No more, certainly, but perhaps far less because its 18 to 64-year-old clients-many of them likely working in Farmville already-would be coming to the Heart of Virginia Free Clinic after 5 p.m. when most other businesses have closed their doors for the day.
A perfect fit, really.
And a reminder.
The Heart of Virginia Free Clinic will exist and open its doors, wherever it locates, because other doors to necessary medical care-treatment and medicine for basic stuff like high cholesterol, diabetes, and asthma-have been closed by a lack of health insurance.
Tomorrow is the Heart of Virginia Festival.
Main Street is going to be packed.
High Street will be filled with people.
The entire downtown area a sea of humanity.
A sea of humanity that truly needs and deserves the compassionate care that volunteer doctors and nurses are willing to provide at the Heart of Virginia Free Clinic.
Downtown Farmville, we all know and understand, isn't just for those who already have everything they need.

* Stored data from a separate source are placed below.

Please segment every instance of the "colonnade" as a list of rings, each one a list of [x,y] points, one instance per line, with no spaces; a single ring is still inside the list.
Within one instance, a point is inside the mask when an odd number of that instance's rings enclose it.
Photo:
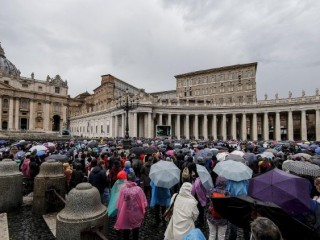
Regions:
[[[125,113],[112,117],[112,136],[124,137]],[[156,125],[170,125],[172,136],[194,139],[320,140],[320,110],[289,110],[234,113],[129,113],[129,135],[153,138]]]

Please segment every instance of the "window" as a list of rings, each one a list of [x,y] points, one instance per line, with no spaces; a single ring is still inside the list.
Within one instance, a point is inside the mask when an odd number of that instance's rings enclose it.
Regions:
[[[9,108],[9,100],[7,98],[3,99],[3,107]]]
[[[101,125],[101,133],[104,133],[104,131],[103,131],[103,125]]]
[[[9,81],[4,81],[4,83],[9,85]]]
[[[248,71],[248,77],[252,77],[252,71]]]
[[[220,80],[223,81],[224,80],[224,74],[220,75]]]
[[[42,86],[38,86],[38,91],[42,91]]]
[[[29,101],[27,99],[20,100],[20,108],[28,109],[28,106],[29,106]]]
[[[54,112],[60,112],[60,104],[59,103],[54,103],[53,111]]]
[[[22,84],[22,87],[23,87],[23,88],[28,88],[28,84],[23,83],[23,84]]]
[[[233,73],[229,73],[229,80],[232,80],[232,78],[233,78]]]
[[[216,80],[216,75],[211,76],[211,81],[214,82]]]
[[[59,87],[55,87],[55,88],[54,88],[54,92],[55,92],[55,93],[60,93],[60,88],[59,88]]]

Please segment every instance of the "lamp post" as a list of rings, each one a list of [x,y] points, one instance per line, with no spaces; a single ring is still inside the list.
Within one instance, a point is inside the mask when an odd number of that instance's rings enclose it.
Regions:
[[[131,141],[129,139],[129,111],[137,108],[139,105],[139,99],[130,96],[128,88],[123,96],[116,100],[116,107],[118,109],[123,109],[126,112],[126,132],[123,140],[123,148],[127,149],[131,146]]]

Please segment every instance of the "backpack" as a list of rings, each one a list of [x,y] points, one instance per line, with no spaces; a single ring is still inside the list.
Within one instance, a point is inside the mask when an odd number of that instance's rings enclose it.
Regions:
[[[181,177],[182,177],[182,182],[189,182],[190,173],[189,173],[189,168],[188,167],[184,167]]]
[[[225,195],[224,195],[224,193],[213,192],[211,197],[212,198],[221,198],[221,197],[225,197]],[[211,216],[214,217],[215,219],[221,219],[222,218],[221,215],[215,211],[212,202],[210,202],[209,212],[210,212]]]

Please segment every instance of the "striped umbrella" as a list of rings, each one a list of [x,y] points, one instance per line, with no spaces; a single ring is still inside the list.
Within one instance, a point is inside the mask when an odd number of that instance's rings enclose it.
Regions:
[[[320,176],[320,167],[310,162],[287,160],[283,162],[282,169],[298,175],[311,177]]]

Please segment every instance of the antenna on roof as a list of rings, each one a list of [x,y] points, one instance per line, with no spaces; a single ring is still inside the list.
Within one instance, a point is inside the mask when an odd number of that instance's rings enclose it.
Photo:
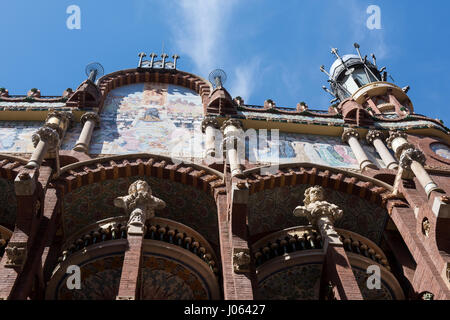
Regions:
[[[378,67],[377,67],[377,58],[375,57],[375,54],[372,53],[371,56],[372,56],[373,65],[374,65],[376,68],[378,68]]]
[[[359,56],[359,60],[361,60],[362,64],[364,65],[364,71],[366,72],[366,76],[367,79],[369,80],[369,82],[372,82],[370,77],[369,77],[369,73],[367,72],[367,70],[369,70],[370,74],[378,80],[378,77],[372,72],[372,70],[370,70],[369,66],[367,65],[367,55],[364,56],[364,59],[361,57],[361,52],[359,51],[359,44],[358,43],[354,43],[353,46],[355,47],[356,51],[358,52],[358,56]]]
[[[345,64],[344,60],[341,58],[338,52],[339,51],[337,48],[331,48],[331,53],[334,54],[339,60],[341,60],[341,63],[344,66],[345,70],[348,70],[347,65]]]
[[[101,77],[104,74],[104,69],[100,63],[92,62],[86,66],[85,72],[88,79],[95,83],[97,77]]]
[[[222,69],[215,69],[209,74],[209,82],[214,88],[222,88],[223,84],[227,81],[227,74]]]

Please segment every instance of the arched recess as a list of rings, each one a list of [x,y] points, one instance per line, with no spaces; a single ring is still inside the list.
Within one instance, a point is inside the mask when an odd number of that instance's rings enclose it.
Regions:
[[[151,154],[122,155],[84,161],[62,168],[56,185],[61,192],[65,239],[84,226],[123,215],[117,196],[142,179],[167,206],[157,212],[200,232],[218,247],[215,197],[224,193],[222,174],[207,167]]]
[[[46,299],[114,300],[127,247],[126,221],[127,217],[106,219],[67,241],[48,283]],[[81,286],[70,290],[66,271],[73,265],[80,267]],[[202,235],[178,222],[152,218],[144,238],[139,298],[219,299],[215,266],[218,259]]]
[[[143,82],[173,84],[193,90],[202,97],[205,110],[209,94],[212,91],[211,84],[205,79],[180,70],[139,68],[121,70],[104,75],[98,79],[97,86],[100,88],[102,94],[102,100],[99,106],[100,110],[111,90],[124,85]]]
[[[344,229],[344,242],[355,279],[365,300],[402,300],[403,291],[390,272],[383,251],[369,239]],[[298,226],[265,236],[252,244],[259,299],[318,300],[324,268],[323,240],[310,226]],[[367,268],[380,269],[380,287],[368,289]]]
[[[382,181],[342,169],[311,164],[289,163],[277,173],[260,175],[261,168],[246,170],[250,196],[248,223],[252,239],[257,240],[277,230],[307,225],[304,218],[293,216],[296,206],[303,205],[304,191],[312,185],[325,188],[327,201],[344,210],[335,223],[379,244],[388,213],[387,199],[392,186]]]

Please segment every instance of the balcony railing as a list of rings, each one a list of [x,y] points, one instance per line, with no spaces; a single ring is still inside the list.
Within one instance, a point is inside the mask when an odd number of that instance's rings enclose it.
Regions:
[[[385,254],[374,242],[348,230],[336,228],[336,232],[347,252],[367,257],[390,270]],[[311,226],[299,226],[275,232],[252,245],[256,267],[296,251],[322,248],[323,239]]]
[[[58,258],[58,263],[67,260],[71,255],[81,250],[87,250],[89,246],[100,242],[126,239],[127,217],[113,217],[90,225],[70,239],[63,245],[63,251]],[[209,268],[218,275],[219,265],[214,250],[198,232],[164,218],[152,218],[146,225],[144,239],[164,241],[179,246],[195,254],[203,260]]]

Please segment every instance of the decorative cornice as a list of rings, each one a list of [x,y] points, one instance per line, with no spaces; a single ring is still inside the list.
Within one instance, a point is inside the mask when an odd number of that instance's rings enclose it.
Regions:
[[[120,170],[119,170],[120,169]],[[107,179],[154,176],[191,185],[213,197],[223,194],[223,174],[198,164],[152,154],[119,155],[78,162],[61,168],[55,181],[63,193]]]

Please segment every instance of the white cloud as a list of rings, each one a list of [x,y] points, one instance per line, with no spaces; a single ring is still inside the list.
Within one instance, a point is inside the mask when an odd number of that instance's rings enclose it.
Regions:
[[[226,30],[237,0],[181,0],[171,27],[181,54],[189,56],[202,75],[223,63]]]
[[[240,96],[248,103],[255,83],[260,81],[262,74],[261,58],[255,57],[250,63],[241,64],[234,69],[234,81],[230,84],[230,94]]]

In fact, those who already have everything they need stay at home. They don't go shopping anywhere to buy anything or hire any professional service.
In truth, downtown Farmville exists specifically for people who do not have everything they need and it is that need, in fact, and filling that need which is the life and breath of those transacting business there. Or anywhere else.
Look at the faces tomorrow. There will be thousands of them at the Heart of Virginia Festival, filling downtown. Hundreds of those faces may see their reflection in the door of that building at the intersection of Third and Main Street.
Perhaps yours will be among them.
Go ahead, open that door.
Breathe the breath of life on the reflection.